TÜBİTAK Bilim Kurulu, 5 Haziran 2011 tarihinde yaptığı toplantıda, İstanbul Kandilli’deki Feza Gürsey Temel Bilimler Araştırma Enstitüsü’nü, Gebze’de bulunan ve yine TÜBİTAK’a bağlı olan Bilişim ve Bilgi Güvenliği İleri Teknolojiler Araştırma Merkezi’ne bağlama kararı almış ve Enstitü’ye 15 Temmuz 2011 tarihine kadar taşınmaları bildirilmiştir.
Her ne kadar Enstitü Gebze’de varlığını sürdürecekmiş gibi görünse de, çalışma alanları ile ilgisi olmayan bir merkeze bağlanması fiili olarak Enstitü’nün kapatılması anlamına gelmektedir. Böylelikle, temel bilimler enstitüsü olarak, adını taşıdığı cumhuriyet tarihimizin yetiştirdiği ender bilim insanlarımızdan olan Feza Gürsey’in temsil ettiği ve devam etmesini arzu ettiğimiz misyonunu yerine getirmesi imkânsız hale gelecektir.
Son yıllarda, Enstitü’de yarı zamanlı çalışanların sözleşmeleri yenilenmeyerek ve süreleri dolan doktora sonrası araştırmacıların yerine yeni araştırmacılar alınmayarak, Enstitü’deki bilim insanı sayısı bugüne kadar dörde indirilmiş ve bunun sonucu olarak Enstitü’nün hizmet vermesi zorlaştırılmıştır.
Tüm bu olumsuzluklara rağmen, Enstitü’deki az sayıdaki bilim insanı, bugüne dek büyük bir özveri ile pek çok toplantı, seminer ve okul organize etmiş ve uluslararası yayınlar çıkartmıştır. Ülkemizde temel bilimler alanındaki tek enstitü olan Feza Gürsey Enstitüsü, bu faaliyetleri ile Türkiye’deki en başarılı araştırma kurumlarından birisi olmuştur.
Feza Gürsey Enstitüsü’nün, yurtdışındaki benzerlerinin (Almanya’da Max Planck enstitüleri, İtalya’da Ulusal Nükleer Fizik Enstitüsü (INFN), Kanada’da Perimeter Teorik Fizik Enstitüsü, Polonya Bilimler Akademisi enstitüleri, İran’da Temel Bilimler Araştırma Enstitüsü, Kore İleri Araştırmalar Enstitüsü, ABD’de Princeton Üniversitesi İleri Araştırma Enstitüsü (IAS) gibi) düzeyine gelebilmesi için destek görmesini beklerken, aksine, işlevsiz hale getirilmeye çalışılmasına ve bugün temel bilimler alanındaki araştırmalarla ilgisi olmayan bir merkeze bağlanmak üzere Gebze’ye taşınması kararına tanık olmaktayız.

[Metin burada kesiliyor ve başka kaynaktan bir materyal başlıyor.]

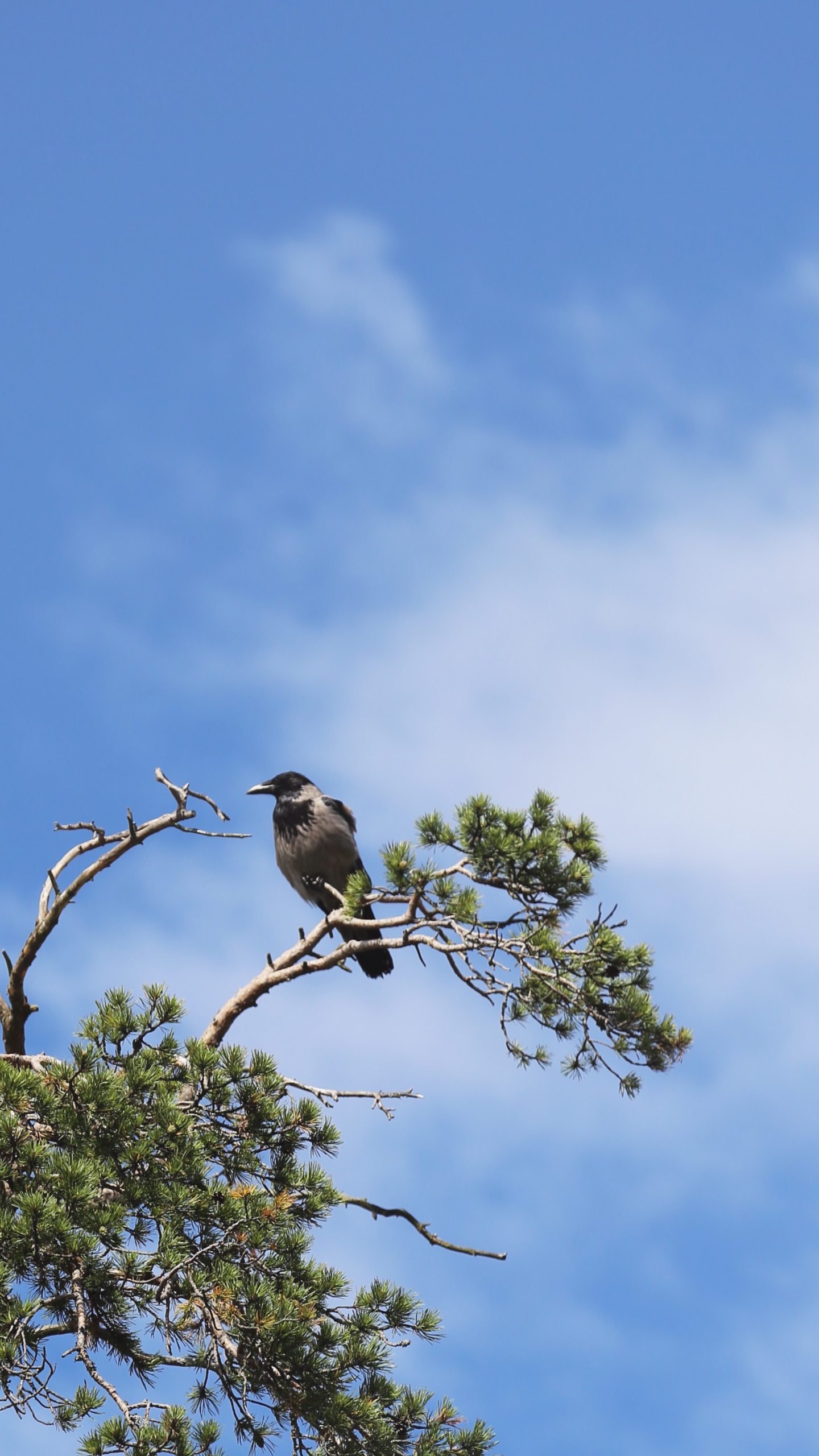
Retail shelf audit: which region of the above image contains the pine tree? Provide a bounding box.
[0,769,691,1456]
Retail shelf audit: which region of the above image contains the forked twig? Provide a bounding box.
[340,1193,506,1259]
[0,769,240,1056]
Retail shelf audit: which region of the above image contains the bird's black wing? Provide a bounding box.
[322,793,355,833]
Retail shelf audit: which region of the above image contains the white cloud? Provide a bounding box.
[28,217,819,1451]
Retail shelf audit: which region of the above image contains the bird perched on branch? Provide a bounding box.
[248,773,392,980]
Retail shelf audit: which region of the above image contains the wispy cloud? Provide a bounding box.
[33,216,819,1456]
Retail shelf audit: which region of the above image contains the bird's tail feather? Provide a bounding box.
[338,905,392,981]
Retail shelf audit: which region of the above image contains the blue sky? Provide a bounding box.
[0,0,819,1456]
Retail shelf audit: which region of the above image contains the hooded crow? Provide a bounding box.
[248,773,392,980]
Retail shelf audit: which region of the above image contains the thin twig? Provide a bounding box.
[282,1077,424,1123]
[340,1193,506,1259]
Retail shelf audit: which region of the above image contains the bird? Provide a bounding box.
[248,770,392,980]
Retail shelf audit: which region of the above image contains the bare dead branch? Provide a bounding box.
[0,769,239,1056]
[282,1077,423,1123]
[340,1193,506,1259]
[176,833,254,839]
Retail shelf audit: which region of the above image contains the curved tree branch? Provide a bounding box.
[340,1193,506,1259]
[0,769,242,1056]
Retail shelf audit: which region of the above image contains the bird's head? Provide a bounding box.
[248,770,313,799]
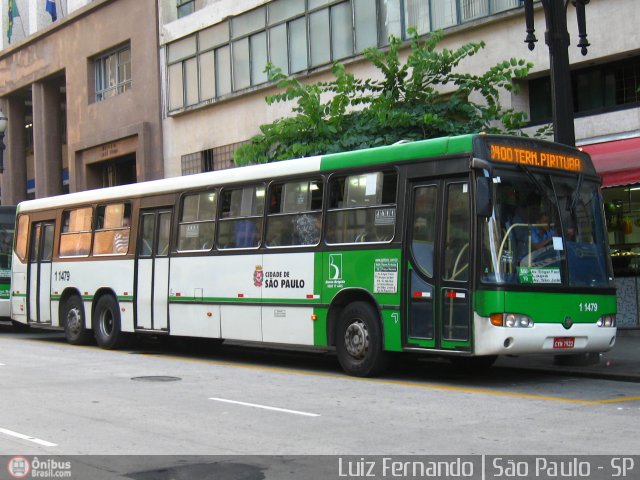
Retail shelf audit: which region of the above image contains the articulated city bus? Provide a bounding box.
[0,205,16,320]
[11,135,616,376]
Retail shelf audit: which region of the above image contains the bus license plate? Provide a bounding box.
[553,337,576,348]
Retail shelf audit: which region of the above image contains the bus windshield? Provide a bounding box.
[481,166,613,288]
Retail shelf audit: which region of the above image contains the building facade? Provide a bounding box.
[0,0,164,204]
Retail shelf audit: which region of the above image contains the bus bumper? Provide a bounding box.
[473,314,617,355]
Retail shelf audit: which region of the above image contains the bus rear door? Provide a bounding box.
[135,209,171,330]
[405,177,471,351]
[27,222,55,324]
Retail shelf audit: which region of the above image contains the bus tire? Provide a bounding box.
[336,302,389,377]
[60,295,91,345]
[11,320,31,332]
[93,295,127,350]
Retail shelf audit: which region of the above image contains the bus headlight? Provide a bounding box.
[596,314,616,327]
[489,313,533,328]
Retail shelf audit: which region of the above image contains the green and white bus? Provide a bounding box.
[0,205,16,320]
[11,135,616,376]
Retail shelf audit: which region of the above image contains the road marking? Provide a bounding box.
[0,428,58,447]
[209,397,320,417]
[11,339,640,405]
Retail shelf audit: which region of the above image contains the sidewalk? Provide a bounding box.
[495,330,640,382]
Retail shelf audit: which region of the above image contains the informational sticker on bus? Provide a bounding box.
[373,258,398,293]
[518,267,562,284]
[375,208,396,225]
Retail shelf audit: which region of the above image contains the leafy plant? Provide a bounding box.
[235,30,546,165]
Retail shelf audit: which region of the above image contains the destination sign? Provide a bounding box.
[489,144,584,172]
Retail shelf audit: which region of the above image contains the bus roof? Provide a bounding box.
[18,135,475,212]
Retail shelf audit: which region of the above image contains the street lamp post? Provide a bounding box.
[524,0,590,146]
[0,110,7,173]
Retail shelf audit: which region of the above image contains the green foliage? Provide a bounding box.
[235,30,543,165]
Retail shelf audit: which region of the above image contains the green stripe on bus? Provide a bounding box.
[320,135,477,171]
[169,296,319,305]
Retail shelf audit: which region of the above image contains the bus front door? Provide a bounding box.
[405,178,471,351]
[135,209,171,331]
[27,222,54,324]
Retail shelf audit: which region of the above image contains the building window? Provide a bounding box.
[167,0,522,112]
[182,142,247,175]
[178,0,196,18]
[529,56,640,123]
[94,45,131,102]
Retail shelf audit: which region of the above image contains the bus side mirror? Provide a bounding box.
[476,177,493,217]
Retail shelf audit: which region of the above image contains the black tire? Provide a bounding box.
[336,302,389,377]
[93,295,127,350]
[11,320,31,332]
[449,355,498,372]
[60,295,91,345]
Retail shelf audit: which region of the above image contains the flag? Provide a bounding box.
[44,0,58,22]
[7,0,20,43]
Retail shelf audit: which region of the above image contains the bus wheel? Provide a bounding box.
[336,302,389,377]
[11,320,31,332]
[93,295,125,350]
[60,295,91,345]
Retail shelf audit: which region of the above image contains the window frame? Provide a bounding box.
[93,42,133,102]
[324,167,402,245]
[58,205,95,258]
[264,175,327,250]
[175,187,220,254]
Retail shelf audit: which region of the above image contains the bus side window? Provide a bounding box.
[178,191,218,252]
[93,203,131,255]
[267,180,323,247]
[16,215,29,262]
[217,185,265,249]
[326,171,398,244]
[60,207,93,257]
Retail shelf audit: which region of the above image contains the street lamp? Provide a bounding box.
[524,0,590,146]
[0,110,7,173]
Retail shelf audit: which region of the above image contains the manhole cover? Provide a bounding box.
[131,375,182,382]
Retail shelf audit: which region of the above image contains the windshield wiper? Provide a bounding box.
[567,173,584,213]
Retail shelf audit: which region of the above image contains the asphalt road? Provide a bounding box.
[0,326,640,479]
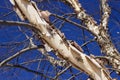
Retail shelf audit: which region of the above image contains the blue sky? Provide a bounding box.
[0,0,120,80]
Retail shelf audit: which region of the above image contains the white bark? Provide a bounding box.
[10,0,111,80]
[66,0,120,72]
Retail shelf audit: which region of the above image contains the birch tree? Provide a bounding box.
[0,0,120,80]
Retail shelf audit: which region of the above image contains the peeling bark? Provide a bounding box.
[62,0,120,75]
[10,0,111,80]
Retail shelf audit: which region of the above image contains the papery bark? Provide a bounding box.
[11,0,111,80]
[65,0,120,75]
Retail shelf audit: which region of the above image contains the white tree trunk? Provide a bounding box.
[10,0,111,80]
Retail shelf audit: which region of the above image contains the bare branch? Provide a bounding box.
[5,64,52,79]
[0,46,43,67]
[11,0,111,80]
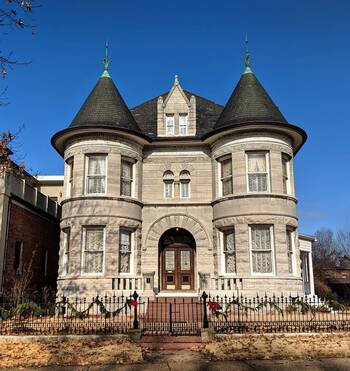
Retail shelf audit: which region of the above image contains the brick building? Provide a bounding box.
[0,173,61,294]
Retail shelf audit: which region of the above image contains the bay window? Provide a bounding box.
[82,227,105,273]
[85,155,107,194]
[247,152,269,192]
[219,155,233,196]
[249,225,274,274]
[120,158,134,197]
[119,228,133,273]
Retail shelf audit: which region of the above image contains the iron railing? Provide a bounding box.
[0,291,350,335]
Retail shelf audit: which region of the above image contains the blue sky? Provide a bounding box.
[0,0,350,234]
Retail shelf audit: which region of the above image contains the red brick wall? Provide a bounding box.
[2,201,60,298]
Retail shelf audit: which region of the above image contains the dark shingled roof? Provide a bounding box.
[131,90,224,138]
[215,73,288,129]
[69,77,140,132]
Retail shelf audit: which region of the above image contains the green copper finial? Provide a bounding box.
[101,41,111,77]
[243,34,253,75]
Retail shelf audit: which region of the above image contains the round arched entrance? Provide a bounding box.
[159,228,196,290]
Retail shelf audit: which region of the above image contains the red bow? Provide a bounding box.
[208,301,221,311]
[128,299,137,308]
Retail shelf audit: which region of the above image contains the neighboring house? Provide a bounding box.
[0,164,61,293]
[325,256,350,299]
[52,49,313,296]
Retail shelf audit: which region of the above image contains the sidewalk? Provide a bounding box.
[0,350,350,371]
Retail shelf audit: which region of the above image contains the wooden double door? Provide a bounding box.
[161,243,194,290]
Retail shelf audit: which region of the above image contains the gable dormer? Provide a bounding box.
[157,76,196,137]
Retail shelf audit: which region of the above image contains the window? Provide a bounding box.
[165,115,175,135]
[282,153,291,194]
[250,225,273,273]
[83,227,104,273]
[248,152,268,192]
[286,229,294,274]
[163,170,174,198]
[119,228,132,273]
[120,159,134,197]
[219,155,233,196]
[66,157,74,198]
[85,155,106,194]
[179,113,188,135]
[62,228,70,274]
[13,241,23,274]
[223,229,236,273]
[180,170,191,198]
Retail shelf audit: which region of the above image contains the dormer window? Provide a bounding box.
[179,113,188,135]
[165,114,175,136]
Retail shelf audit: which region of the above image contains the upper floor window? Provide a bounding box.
[85,155,107,194]
[249,225,274,274]
[180,170,191,198]
[65,157,74,198]
[165,114,175,135]
[120,158,134,197]
[82,227,105,273]
[62,228,70,274]
[119,228,133,273]
[179,113,188,135]
[219,155,233,196]
[247,152,269,192]
[286,228,294,274]
[282,153,291,194]
[13,241,23,274]
[163,170,174,198]
[222,229,236,273]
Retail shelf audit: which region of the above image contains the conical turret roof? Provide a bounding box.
[214,68,288,129]
[69,73,141,132]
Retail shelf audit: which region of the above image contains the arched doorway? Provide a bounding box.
[159,228,196,290]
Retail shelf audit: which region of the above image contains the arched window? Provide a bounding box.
[180,170,191,198]
[163,170,174,198]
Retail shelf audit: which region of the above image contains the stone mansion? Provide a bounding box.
[50,49,313,296]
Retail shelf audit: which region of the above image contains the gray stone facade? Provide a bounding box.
[53,62,312,296]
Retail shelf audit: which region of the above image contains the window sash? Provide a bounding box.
[165,115,175,135]
[179,114,188,135]
[83,228,104,274]
[250,225,273,273]
[86,155,106,194]
[247,153,268,192]
[120,160,134,197]
[223,230,237,273]
[180,180,190,198]
[119,229,132,273]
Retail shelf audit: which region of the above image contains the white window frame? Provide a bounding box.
[120,157,137,198]
[216,153,233,197]
[80,225,106,277]
[66,156,74,198]
[248,224,276,277]
[219,226,237,277]
[282,153,292,195]
[245,151,271,193]
[62,227,71,276]
[118,226,136,277]
[84,153,108,196]
[286,227,296,276]
[179,113,188,135]
[165,113,175,137]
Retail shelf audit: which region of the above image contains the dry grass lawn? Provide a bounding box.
[0,338,143,367]
[204,332,350,360]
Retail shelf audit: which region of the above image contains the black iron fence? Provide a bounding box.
[0,292,350,335]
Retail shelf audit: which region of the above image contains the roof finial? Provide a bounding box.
[243,34,253,74]
[102,41,111,77]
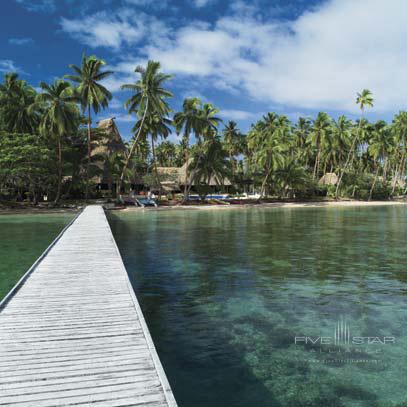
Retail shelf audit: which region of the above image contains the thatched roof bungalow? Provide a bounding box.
[318,172,339,185]
[91,117,127,185]
[157,159,232,192]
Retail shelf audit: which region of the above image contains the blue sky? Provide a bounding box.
[0,0,407,138]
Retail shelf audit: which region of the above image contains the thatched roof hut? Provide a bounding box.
[157,159,232,191]
[318,172,339,185]
[91,118,127,184]
[92,118,126,156]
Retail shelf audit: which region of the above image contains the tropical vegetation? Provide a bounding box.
[0,55,407,204]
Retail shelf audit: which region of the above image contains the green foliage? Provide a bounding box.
[0,132,55,199]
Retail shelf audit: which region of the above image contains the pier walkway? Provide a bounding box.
[0,206,176,407]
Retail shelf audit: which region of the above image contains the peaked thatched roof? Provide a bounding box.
[318,172,339,185]
[92,118,126,155]
[91,118,127,184]
[157,158,232,190]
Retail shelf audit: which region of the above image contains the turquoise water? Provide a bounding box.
[110,206,407,407]
[0,213,74,300]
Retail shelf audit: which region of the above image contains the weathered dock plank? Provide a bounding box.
[0,206,176,407]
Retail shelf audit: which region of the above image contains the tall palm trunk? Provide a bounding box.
[260,159,271,197]
[383,155,389,182]
[313,143,321,179]
[85,103,92,200]
[117,99,148,196]
[391,142,406,195]
[54,137,62,204]
[151,134,161,199]
[182,140,191,203]
[335,109,363,198]
[369,162,380,201]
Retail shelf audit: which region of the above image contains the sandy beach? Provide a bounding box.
[113,201,407,212]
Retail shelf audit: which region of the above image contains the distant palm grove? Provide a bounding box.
[0,55,407,204]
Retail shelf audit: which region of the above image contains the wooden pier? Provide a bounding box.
[0,206,177,407]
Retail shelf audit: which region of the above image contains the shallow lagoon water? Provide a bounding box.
[110,206,407,407]
[0,213,74,300]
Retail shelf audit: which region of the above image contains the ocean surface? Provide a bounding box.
[0,213,74,299]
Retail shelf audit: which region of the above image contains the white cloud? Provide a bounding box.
[140,0,407,111]
[109,97,123,110]
[219,109,261,120]
[0,59,23,73]
[193,0,212,8]
[16,0,56,13]
[60,8,167,51]
[8,38,34,45]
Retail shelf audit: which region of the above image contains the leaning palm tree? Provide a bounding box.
[335,89,374,198]
[391,112,407,195]
[189,135,230,198]
[119,61,173,194]
[223,120,241,177]
[174,98,203,201]
[0,73,42,134]
[36,80,79,203]
[309,112,332,179]
[66,54,113,199]
[133,113,172,195]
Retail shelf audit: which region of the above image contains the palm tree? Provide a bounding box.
[133,113,172,195]
[36,80,79,203]
[223,120,242,176]
[174,98,204,201]
[294,117,311,166]
[328,115,353,172]
[368,120,392,201]
[391,112,407,195]
[0,73,41,134]
[247,113,292,196]
[309,112,332,179]
[335,89,374,198]
[189,135,230,195]
[119,61,173,194]
[156,141,177,167]
[66,54,113,199]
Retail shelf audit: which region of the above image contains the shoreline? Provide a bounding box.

Biz aşağıda imzası bulunanlar, bu hatadan bir an önce dönülmesini, Enstitü’nün şu anda İstanbul’daki mevcut yerinde kalmasını ve Enstitü’nün gelişmesi için, en başta kadro olmak üzere imkânlarının arttırılmasını ve ileride benzer enstitülerin üniversitelerin yoğunlaştığı diğer şehirlerimize de yaygınlaştırılmasını ümit etmekteyiz.